A similar process was applied for bio and tag dynamic partials. The partials are included on pages such as the End Point service pages, End Point bio pages, and End Point home page.

jQuery Carousel Functionality

Another interesting JavaScript component I worked on for the new site was the carousel functionality for the home page and client page. Carousels are a common "web 2.0" JavaScript component where visible items slide one direction out of view and new items slide into view from the other direction. I initially planned on implementing a simple carousel with a jQuery plugin, such as jCarousel. Other JavaScript frameworks also include carousel functionality such as the YUI Carousel Control or the Prototype UI. I went along planning to implement the existing jQuery carousel functionality, but then was asked, "Can you make it a circular carousel where the left and right buttons are always clickable?" In many of the existing carousel plugins and widgets, the carousel is not circular, so this request required custom jQuery. After much cross-browser debugging, I implemented the following (shown in images for a better explanation):

Step 1: The page loads with visible bios surrounded by empty divs with preset width. The visibility of the bios is determined by CSS use of the overflow, position, and left attributes.

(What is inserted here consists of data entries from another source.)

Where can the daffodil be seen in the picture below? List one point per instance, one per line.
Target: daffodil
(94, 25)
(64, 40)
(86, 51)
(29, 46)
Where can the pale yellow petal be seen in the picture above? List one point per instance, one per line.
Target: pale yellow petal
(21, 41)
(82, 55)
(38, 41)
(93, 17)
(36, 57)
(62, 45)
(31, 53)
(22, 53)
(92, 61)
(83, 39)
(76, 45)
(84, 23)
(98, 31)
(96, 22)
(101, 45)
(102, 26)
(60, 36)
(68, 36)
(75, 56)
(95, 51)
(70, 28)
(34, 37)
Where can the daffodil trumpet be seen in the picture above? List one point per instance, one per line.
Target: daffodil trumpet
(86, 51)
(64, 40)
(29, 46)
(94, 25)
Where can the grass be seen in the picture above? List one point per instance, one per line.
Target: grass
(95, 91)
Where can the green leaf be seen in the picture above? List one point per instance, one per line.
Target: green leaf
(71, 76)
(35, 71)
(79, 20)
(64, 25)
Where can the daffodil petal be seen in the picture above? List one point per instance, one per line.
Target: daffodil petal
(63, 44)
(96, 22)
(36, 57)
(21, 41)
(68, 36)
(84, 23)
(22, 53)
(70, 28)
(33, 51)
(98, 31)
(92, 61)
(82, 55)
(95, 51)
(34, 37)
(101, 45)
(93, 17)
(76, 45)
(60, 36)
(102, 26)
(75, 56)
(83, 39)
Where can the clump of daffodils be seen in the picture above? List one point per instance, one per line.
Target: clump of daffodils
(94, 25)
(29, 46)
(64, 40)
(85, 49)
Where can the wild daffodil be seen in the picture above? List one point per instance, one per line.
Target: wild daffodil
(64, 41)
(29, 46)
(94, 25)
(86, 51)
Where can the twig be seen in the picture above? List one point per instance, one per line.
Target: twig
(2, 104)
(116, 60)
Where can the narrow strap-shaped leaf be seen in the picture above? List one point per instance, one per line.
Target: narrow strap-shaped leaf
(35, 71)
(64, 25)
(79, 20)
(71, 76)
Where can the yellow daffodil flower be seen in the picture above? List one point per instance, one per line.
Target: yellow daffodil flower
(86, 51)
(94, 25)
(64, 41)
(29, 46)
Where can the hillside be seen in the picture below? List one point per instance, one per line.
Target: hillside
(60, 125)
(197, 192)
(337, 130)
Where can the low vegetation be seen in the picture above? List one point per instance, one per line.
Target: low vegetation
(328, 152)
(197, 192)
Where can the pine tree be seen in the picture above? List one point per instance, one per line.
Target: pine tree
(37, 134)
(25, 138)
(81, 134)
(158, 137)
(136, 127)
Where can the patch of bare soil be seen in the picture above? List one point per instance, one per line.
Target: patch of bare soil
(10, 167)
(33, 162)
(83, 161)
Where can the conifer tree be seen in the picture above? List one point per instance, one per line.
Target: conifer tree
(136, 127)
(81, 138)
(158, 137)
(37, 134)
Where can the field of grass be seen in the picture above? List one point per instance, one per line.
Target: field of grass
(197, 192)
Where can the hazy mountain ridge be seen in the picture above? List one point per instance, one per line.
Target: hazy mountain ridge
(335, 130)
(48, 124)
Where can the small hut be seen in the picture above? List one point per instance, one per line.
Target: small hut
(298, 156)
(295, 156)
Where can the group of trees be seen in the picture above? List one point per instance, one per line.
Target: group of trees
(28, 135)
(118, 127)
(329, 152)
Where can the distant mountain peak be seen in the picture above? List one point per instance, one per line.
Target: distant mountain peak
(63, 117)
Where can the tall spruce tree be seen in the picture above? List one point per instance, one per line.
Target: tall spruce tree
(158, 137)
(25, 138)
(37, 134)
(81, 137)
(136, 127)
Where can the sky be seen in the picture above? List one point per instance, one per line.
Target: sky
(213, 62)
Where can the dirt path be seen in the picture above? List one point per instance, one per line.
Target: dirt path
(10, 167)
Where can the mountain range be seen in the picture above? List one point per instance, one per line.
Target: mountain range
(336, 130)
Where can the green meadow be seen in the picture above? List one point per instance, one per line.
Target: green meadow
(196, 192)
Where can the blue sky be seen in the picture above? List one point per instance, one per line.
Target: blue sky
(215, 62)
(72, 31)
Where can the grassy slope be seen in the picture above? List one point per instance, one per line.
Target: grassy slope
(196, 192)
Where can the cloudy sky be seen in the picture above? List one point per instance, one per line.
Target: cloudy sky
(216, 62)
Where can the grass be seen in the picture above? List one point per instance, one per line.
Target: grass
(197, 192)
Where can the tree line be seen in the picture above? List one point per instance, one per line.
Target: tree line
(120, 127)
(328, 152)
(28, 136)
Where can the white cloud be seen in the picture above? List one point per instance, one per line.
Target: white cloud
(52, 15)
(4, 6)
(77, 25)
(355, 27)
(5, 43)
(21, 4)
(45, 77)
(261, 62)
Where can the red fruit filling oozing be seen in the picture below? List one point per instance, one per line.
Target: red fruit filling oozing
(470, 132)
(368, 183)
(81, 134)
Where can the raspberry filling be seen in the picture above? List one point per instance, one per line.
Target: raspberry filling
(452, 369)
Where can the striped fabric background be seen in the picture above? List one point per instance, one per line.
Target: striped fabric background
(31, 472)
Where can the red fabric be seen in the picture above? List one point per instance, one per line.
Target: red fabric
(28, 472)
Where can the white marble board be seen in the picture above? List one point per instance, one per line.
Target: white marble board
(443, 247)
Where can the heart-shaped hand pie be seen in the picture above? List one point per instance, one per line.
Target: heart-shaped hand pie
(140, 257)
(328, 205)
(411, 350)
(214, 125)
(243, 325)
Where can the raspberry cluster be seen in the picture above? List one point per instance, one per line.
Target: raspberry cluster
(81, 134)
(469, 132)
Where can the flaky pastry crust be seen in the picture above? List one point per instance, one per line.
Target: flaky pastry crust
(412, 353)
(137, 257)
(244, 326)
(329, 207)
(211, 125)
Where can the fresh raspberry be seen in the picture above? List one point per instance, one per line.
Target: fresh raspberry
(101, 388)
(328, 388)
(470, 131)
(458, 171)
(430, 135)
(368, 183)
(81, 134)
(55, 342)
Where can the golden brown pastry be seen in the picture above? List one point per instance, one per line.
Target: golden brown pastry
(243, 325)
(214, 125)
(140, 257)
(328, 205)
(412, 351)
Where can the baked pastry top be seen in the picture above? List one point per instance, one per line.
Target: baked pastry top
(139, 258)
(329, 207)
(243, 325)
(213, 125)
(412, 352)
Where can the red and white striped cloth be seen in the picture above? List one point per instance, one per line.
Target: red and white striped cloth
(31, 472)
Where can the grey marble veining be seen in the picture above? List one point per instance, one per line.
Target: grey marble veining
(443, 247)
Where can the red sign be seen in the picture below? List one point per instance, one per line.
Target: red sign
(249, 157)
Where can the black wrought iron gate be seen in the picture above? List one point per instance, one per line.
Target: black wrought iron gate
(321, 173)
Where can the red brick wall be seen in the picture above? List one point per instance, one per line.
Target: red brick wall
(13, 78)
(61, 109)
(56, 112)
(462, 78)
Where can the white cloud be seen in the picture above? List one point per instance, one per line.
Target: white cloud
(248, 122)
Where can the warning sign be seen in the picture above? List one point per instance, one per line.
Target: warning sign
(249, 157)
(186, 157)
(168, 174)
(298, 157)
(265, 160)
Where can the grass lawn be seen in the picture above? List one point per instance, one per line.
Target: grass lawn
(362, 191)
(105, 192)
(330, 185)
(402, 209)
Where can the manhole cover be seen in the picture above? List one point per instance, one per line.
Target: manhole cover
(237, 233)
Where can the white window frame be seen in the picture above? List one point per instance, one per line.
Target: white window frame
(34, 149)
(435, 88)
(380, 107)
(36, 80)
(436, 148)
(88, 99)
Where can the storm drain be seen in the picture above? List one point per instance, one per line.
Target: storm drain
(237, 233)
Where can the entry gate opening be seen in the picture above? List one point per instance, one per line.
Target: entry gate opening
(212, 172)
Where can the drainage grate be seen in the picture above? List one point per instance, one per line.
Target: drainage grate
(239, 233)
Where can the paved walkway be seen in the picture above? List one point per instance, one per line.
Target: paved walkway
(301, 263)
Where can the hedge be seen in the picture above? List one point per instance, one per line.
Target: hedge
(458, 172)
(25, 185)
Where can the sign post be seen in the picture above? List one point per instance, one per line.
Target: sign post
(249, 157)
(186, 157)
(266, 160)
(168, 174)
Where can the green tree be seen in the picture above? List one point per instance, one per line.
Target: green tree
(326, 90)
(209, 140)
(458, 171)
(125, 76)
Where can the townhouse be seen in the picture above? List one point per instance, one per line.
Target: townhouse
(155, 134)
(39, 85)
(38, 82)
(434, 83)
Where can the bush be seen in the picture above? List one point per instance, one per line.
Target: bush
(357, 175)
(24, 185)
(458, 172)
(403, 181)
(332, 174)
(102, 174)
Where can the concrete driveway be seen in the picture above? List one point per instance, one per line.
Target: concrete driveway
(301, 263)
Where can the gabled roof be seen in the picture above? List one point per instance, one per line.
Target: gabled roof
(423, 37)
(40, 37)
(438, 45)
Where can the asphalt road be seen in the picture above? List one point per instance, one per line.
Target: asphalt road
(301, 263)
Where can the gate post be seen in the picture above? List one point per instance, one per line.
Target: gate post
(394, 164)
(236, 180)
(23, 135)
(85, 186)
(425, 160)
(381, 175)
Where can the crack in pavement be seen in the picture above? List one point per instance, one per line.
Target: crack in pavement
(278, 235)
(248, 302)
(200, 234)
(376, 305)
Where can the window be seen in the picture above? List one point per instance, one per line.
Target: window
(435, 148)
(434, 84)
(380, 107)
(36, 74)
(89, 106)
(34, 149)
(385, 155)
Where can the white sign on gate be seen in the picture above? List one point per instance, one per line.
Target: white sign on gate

Step 2: Upon right carousel button click, new bios populate the right div via jQuery.

Step 3: To produce the carousel or slider effect, the left div uses jQuery animation functionality and shrinks to a width of 0px.

Step 4: Upon completion of the animation, the empty left div is removed, and a new empty div is created to the right of the new visible bios.

Step 5: Finally, the left div's contents are emptied and the carousel is in its default position ready for action!

Another request for functionality came from Jon. He asked that we create and use "web 2.0" URLs to load specific content on page load for the dynamic content throughout our site, such as http://www.endpoint.com/clients#citypass, http://www.endpoint.com/clients#backcountry.

Upon page load, JavaScript is used to detect if a relative link exists:

if(document.location.href.match('#.+')) {
    var id = document.location.href.match('#.*').toString().replace('#', '');
}   

The id retrieved from the code snippet above is used to populate the dynamic page content. Then, JavaScript is used during dynamic page functionality, such as carousel navigation, to update the relative link:

document.location.href = document.location.href.split('#')[0] + '#' + anchor;

Twitter Integration

Another change in the new site was importing existing functionality previously written in Python to update End Point's Twitter feed automagically. The rake task uses the Twitter4R gem to update the Twitter feed and is run via cron job every 30 minutes. See the explanation below:

The public twitter feed is retrieved using Open URI and REXML.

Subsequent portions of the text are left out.